Коравгэ проследил за ветврачом, подкрадывавшимся с арканом к огромному быку, сказал по-русски:
— Вовремя он приехал. А то мне показалось, что у меня не только губа лопнула, но и что-то вот здесь. — Он приложил руку к сердцу. Помолчав, с тоскою добавил: — И не надо бы нас называть балбесами только за то, что мы не можем забыть, что такое человеческая жизнь. Работы мы не боимся. Мало того, мы не можем без работы. И оленей любим не меньше этого Эттыкая. До чего же ядовитый старик, посмотришь на него — кажется, будто мухомора наелся…
Коравгэ сплюнул, снял рукавицы, осторожно дотронулся до больной губы.
— Ничего, вы заставите и этого мухомора себя уважать.
— Пусть он сначала постарается, чтобы я сам его уважал, — самолюбиво ответил Коравгэ. — Так вот, оленей мы любим. Это у нас в крови. Но как я буду здесь жить с женой? Я скоро женюсь… Как она будет здесь рожать и вскармливать ребенка? Я родился в кочевье знаю, что это такое…

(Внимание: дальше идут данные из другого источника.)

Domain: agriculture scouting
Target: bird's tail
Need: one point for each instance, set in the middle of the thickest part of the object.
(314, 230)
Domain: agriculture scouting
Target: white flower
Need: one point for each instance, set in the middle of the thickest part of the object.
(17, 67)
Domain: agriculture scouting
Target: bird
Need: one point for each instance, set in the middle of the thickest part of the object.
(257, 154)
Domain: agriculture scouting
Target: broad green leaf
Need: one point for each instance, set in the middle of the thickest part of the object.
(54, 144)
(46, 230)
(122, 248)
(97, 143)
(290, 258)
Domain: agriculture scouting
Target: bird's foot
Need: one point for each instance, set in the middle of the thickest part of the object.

Тагро молчал. Почувствовав его досаду, Коравгэ тяжко вздохнул и пошел к Тильмытилю, заарканившему быка. Тагро вслушивался в неумолчный шум пасущегося стада и думал о словах Коравгэ. Да, здесь многое осталось от прежнего кочевья, старикам, может, и нравится многовековой уклад пастушьей жизни. Но как быть Коравгэ? Оказалось, что проблемы оленеводства стали самыми беспокойными. А он, Тагро, весь в другом: строятся морские порты, аэродромы, промышленность цветных металлов набирает такой размах — только успевай поворачиваться. Все это хорошо, но надо помнить, что значит олень для Чукотки, да и не только для Чукотки: оленеводство— немалый вклад в богатство всей страны. Конечно, нельзя сказать, что тут все осталось без перемен. Возникли крупнейшие оленеводческие хозяйства, поголовье оленей по сравнению с довоенным уровнем удвоилось. Все большую роль стали играть такие люди, как Тильмытиль, — ветврачи, зоотехники. Но быт, уклад… тут мало что изменилось.